The Project Read online

Page 4


  Book after book flew through his hands. From Luke to Tommy to Ms. Sheck. Big books, small books, old books, modern-looking books. Archival cartons that were full of papers and quite heavy. The stream of books seemed endless, and still he felt they were merely scratching the surface of the mountain behind the painted green door.

  He hadn’t really imagined that there were so many books in the world, and it occurred to him that the amount of knowledge that had passed through his hands in just a few hours must have been phenomenal.

  His father had once written a book, a practical guide to dairy farming, so Luke knew how much work went into it. Each book he handed Tommy had been researched, written, edited, proofread, and finally published, no doubt celebrated with a party and a launch for the book, only for it to end up, years later, locked in a concrete dungeon in the basement of the university library.

  It seemed sad, in a way.

  The hours went quickly. The hand-over-hand action of conveying the books kept them busy, and simple chat filled in the time.

  “What did you do before you were a teacher?” Luke asked Ms. Sheck with a sideways glance at Tommy.

  She shrugged. “I had a couple of jobs.”

  “What did you do?” Luke asked.

  “Oh, you know …” She shook her head. “Just something different.”

  “Were you, like, an assassin?” Luke asked.

  She laughed. “No, nothing like that.”

  “Or a stri—” The words were choked off in Tommy’s throat as Luke’s elbow caught him in the ribs.

  “But it must have been something really secret if you can’t tell us about it,” Luke rushed out before Ms. Sheck could catch what Tommy had been about to say.

  “Or really embarrassing,” Tommy said, still a little winded.

  She shook her head. “No, nothing secret or embarrassing.”

  “Then why are you avoiding telling us?” Luke asked.

  “I’m not.”

  “You are.”

  “Okay, then.”

  “Well?” Luke asked.

  “I was a singer,” she said.

  “A singer? Awesome! What kind of music?” Tommy asked.

  “I sang lead vocals for a local jazz band, and I had a six-week gig in Vegas one year as a backup singer for Michael Bolton.”

  “I thought you said it was nothing embarrassing,” Luke said.

  “Why’d you give it up?” Tommy asked.

  There was a long pause; then Ms. Sheck said, “I cut a single. Just me. A song I wrote, arranged, and performed. It got some local airplay and that was that.
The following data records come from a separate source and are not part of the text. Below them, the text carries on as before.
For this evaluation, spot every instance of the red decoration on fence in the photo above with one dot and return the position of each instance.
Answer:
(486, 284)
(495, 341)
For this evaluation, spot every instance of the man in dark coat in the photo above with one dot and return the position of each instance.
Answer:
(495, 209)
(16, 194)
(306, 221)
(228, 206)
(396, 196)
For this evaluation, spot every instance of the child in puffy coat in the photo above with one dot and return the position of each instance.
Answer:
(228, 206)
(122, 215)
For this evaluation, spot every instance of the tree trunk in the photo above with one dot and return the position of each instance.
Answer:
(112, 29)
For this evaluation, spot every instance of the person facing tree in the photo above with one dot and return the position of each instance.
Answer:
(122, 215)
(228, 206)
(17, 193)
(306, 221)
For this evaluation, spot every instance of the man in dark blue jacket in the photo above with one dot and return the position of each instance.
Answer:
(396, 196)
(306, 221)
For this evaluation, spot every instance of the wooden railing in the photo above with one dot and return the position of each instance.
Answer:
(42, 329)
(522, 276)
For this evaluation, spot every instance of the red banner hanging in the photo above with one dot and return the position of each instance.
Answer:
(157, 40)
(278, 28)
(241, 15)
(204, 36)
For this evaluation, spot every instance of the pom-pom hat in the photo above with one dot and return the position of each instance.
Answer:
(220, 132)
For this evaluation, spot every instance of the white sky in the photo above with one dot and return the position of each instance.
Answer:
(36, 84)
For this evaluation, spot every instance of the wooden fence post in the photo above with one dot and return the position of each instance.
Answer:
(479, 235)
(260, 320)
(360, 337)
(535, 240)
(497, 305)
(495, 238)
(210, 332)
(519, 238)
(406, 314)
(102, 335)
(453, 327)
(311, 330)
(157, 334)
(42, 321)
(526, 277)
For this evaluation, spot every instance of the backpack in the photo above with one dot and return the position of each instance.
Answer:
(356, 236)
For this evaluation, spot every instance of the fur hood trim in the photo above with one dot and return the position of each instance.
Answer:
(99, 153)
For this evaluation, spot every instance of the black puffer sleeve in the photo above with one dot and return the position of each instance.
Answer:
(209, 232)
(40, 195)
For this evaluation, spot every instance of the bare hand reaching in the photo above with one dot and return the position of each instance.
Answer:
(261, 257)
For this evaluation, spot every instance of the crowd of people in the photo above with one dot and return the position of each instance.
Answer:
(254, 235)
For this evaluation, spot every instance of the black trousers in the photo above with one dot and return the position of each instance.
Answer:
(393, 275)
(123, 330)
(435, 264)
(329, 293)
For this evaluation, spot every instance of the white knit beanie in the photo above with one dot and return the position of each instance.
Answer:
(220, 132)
I sold thirty-seven copies at the local record store, and it was illegally downloaded about a hundred and fifty times. What with all the late nights, it seemed like too much hard work to me, so I gave it up and got my teacher certification.”

  “Wow!” Luke said. “You got a copy of it? I’d love to hear—”

  A dusty gray book with a tattered cover passed through his hands so quickly that he almost didn’t notice it.

  Almost.

  But he did.

  When he took it, it was upside down, but for reasons that he could never quite understand afterward, he turned it over as he gave it to Tommy. Tommy’s hands covered the title, but Luke had just enough time to register the spidery line drawing of a man in a circle, his arms and legs outstretched, and then the book was gone, on to Ms. Sheck and the next person, disappearing around the corner and out of sight.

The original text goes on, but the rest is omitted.